Disorder, frustration, and contention marred Severin's trip. The real champions of the venture were the agile, squarely built descendants of the wild horses of the steppes who provided the main means of transportation.
Smaller than the American cow pony, these stalwart beasts are capable of covering long stretches at a time, a deed made all the more remarkable by the Mongolian manner of riding. Horses are urged to run full out for an astonishing two hours and are then given a brief break. Standing high in their stirrups, riders cover up to 50 bone-rattling miles per day.
The sprinting time of a Mongolian horse is roughly equal to the flying time of the 1941 Stearman biplane flown across the contiguous 48 states by writer Stephen Coonts, who is best known for his thrillers involving aviation.
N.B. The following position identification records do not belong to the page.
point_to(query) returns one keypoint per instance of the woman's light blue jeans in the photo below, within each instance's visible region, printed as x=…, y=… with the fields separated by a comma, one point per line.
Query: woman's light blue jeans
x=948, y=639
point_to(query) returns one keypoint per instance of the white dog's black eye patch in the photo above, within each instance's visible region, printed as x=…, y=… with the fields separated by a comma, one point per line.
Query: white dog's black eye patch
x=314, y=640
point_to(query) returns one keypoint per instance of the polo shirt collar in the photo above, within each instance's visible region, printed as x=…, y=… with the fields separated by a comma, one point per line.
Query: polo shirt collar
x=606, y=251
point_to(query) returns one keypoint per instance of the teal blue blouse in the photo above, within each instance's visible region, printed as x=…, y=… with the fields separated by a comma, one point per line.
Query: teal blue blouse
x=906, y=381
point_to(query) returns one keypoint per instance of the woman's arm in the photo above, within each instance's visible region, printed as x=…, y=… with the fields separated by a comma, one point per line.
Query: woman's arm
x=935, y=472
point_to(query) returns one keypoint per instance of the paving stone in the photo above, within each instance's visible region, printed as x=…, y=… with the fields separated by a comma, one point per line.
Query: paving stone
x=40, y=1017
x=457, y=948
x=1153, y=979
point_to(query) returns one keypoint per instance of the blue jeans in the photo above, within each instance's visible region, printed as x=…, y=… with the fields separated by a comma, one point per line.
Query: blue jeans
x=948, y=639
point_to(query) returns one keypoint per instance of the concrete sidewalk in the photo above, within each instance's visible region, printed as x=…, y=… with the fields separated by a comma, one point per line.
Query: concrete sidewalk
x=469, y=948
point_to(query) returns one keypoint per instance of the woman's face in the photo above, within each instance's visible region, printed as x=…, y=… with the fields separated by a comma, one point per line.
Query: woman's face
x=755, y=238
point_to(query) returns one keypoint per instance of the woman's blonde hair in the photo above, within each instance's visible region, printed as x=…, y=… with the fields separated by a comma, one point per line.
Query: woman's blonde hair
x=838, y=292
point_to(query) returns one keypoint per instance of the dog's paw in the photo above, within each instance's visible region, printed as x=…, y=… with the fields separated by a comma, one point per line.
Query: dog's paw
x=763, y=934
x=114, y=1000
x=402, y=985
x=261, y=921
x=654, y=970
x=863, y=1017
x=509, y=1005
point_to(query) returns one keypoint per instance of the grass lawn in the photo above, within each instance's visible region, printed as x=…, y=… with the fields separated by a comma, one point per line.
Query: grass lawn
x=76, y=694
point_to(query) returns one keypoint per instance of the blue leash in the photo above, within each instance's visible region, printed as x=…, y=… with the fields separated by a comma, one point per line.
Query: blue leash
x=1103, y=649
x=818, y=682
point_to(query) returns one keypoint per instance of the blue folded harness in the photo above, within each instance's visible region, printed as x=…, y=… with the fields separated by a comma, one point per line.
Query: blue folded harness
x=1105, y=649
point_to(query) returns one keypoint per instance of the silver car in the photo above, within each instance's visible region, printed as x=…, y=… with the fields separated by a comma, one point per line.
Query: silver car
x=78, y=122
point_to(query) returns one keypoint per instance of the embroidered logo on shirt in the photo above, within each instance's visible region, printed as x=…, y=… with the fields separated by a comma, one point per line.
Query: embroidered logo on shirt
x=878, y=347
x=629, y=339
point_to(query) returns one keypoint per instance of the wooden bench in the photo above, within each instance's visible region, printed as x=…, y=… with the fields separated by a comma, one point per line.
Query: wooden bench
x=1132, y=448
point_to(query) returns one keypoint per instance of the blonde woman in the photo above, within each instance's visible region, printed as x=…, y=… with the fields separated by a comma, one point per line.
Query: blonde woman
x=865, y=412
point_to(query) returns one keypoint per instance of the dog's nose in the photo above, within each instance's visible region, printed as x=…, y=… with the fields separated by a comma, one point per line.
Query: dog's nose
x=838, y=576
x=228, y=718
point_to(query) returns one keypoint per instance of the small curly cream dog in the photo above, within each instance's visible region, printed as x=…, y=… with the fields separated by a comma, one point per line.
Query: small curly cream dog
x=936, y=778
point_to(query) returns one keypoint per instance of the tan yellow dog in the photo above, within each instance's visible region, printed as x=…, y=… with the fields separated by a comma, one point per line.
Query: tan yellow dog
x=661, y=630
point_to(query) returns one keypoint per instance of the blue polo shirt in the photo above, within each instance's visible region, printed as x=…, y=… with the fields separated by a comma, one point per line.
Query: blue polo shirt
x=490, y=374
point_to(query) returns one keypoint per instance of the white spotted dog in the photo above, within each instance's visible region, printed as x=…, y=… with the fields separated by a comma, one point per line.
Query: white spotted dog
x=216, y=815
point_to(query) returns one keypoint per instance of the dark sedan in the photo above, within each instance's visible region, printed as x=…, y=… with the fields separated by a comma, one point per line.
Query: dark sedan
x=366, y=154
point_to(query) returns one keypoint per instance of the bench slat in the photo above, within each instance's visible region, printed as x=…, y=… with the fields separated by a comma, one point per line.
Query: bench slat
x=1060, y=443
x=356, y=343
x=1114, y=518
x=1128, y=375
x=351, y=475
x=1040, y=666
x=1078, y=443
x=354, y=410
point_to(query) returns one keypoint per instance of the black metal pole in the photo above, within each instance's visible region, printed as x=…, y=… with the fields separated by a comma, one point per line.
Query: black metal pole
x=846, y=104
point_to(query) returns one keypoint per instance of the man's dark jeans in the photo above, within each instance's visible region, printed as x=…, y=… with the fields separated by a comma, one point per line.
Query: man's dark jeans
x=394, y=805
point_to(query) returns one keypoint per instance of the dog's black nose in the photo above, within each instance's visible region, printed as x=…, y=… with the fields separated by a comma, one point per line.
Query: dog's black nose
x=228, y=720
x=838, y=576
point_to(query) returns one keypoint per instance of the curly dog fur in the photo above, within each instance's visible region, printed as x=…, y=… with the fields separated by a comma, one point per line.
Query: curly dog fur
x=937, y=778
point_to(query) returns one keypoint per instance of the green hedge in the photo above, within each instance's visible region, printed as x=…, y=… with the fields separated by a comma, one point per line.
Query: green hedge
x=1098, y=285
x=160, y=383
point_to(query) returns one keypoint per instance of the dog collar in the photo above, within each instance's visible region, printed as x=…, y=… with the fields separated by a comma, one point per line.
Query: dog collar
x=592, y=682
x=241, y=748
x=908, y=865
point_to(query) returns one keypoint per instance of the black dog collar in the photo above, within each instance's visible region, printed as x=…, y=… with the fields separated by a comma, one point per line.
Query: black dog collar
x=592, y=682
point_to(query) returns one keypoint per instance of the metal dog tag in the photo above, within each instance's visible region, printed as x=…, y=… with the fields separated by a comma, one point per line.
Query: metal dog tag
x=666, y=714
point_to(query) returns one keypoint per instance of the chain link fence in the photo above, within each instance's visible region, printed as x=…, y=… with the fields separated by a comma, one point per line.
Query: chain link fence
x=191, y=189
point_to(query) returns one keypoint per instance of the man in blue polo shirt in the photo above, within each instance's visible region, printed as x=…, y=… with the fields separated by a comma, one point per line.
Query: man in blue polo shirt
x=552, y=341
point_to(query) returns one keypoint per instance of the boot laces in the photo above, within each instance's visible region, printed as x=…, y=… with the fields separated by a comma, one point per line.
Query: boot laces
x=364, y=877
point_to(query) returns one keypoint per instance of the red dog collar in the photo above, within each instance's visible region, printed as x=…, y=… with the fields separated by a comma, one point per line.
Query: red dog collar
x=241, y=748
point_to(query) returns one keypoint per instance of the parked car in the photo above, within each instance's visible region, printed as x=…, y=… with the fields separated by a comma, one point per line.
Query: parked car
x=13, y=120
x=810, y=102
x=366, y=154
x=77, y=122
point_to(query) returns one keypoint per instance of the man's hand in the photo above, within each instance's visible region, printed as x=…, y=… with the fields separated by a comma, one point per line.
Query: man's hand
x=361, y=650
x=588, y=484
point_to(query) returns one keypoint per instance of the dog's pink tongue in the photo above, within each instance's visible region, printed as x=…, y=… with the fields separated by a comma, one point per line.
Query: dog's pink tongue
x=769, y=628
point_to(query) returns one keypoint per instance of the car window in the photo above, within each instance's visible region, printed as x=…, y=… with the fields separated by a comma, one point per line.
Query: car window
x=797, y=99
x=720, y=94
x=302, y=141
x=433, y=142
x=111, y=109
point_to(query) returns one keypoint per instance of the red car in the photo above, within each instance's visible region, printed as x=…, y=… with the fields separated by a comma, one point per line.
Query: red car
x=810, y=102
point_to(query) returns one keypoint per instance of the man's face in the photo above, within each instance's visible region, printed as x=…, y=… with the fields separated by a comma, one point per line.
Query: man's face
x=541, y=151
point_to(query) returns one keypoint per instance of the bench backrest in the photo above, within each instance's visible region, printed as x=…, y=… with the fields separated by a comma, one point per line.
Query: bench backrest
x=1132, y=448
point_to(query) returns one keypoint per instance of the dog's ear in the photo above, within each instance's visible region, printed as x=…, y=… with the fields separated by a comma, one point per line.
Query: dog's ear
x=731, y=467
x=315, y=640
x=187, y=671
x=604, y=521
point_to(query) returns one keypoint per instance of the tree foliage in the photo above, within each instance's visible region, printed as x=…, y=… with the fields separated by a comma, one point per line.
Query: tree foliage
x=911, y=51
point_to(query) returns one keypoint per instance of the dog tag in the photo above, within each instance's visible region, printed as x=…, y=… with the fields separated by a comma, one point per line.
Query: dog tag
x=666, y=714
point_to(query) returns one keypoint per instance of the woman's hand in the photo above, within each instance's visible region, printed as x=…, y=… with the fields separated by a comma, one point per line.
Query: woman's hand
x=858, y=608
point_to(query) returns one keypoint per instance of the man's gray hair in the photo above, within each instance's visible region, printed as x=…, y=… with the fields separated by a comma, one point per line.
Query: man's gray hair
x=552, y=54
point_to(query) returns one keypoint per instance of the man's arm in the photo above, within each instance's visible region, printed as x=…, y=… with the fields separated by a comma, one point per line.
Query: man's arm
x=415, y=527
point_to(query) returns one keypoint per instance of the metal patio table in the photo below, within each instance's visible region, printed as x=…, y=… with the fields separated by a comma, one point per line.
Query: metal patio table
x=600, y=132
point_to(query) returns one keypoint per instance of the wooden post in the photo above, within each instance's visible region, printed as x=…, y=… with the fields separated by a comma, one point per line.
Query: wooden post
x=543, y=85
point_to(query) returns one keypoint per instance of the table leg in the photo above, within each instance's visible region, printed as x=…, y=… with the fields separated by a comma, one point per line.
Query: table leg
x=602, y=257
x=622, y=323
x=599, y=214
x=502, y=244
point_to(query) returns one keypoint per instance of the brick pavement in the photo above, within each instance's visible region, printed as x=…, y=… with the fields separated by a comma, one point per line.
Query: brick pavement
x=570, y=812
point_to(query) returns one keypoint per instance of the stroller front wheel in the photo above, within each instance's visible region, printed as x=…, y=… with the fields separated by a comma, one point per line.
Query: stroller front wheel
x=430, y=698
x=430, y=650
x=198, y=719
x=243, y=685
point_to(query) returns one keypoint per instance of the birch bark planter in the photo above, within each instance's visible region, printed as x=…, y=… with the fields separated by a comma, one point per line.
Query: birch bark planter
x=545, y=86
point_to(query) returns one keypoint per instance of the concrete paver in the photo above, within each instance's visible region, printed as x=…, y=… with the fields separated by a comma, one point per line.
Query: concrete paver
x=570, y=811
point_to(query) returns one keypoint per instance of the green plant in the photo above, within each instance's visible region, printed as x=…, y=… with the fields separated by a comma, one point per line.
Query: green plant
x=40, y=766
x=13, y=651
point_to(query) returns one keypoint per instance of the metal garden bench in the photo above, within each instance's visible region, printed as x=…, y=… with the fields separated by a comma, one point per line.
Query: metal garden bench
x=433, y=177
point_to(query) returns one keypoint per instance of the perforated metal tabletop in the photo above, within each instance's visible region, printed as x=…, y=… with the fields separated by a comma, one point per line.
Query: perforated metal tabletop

The recently rehabilitated crop-duster, with a maximum altitude of 13,000 feet and the apparent capriciousness of a feather in the breeze, was dubbed the Cannibal Queen.
In The Cannibal Queen: An Aerial Odyssey Across America (Pocket Books, 344 pp., $22), Coonts wagers on his ability to pique the public's fascination with the minute-by-minute rigors of flying an open-cockpit aircraft whose navigational instrumentation consists of a single compass and the pilot's ability to spot prominent landmarks.
The text has a tendency to stall in midair when he feels obliged to comment on the American scene. Its originality lies in the terse record of the predicaments the Cannibal Queen encounters.
Will Coonts beat the angry thunderstorms, make the next fuel stop, keep the Queen from twitching nose first into the hungry trees? This is not a volume for white-knuckle fliers. Indeed, the account is likely to renew interest in train travel.
By land, sea, or air, each of these books puts a premium on the choice of transportation. Getting there rivals being there. Getting there may involve a few saddle sores, fog banks, crosswinds, or a meeting with a monitor lizard the size of a cocker spaniel.
Happily, getting there usually means being able to get out of there. Still, it comes as something of a comforting surprise that for authors as steeped in wanderlust as these, getting there means anticipating the pleasures of coming home.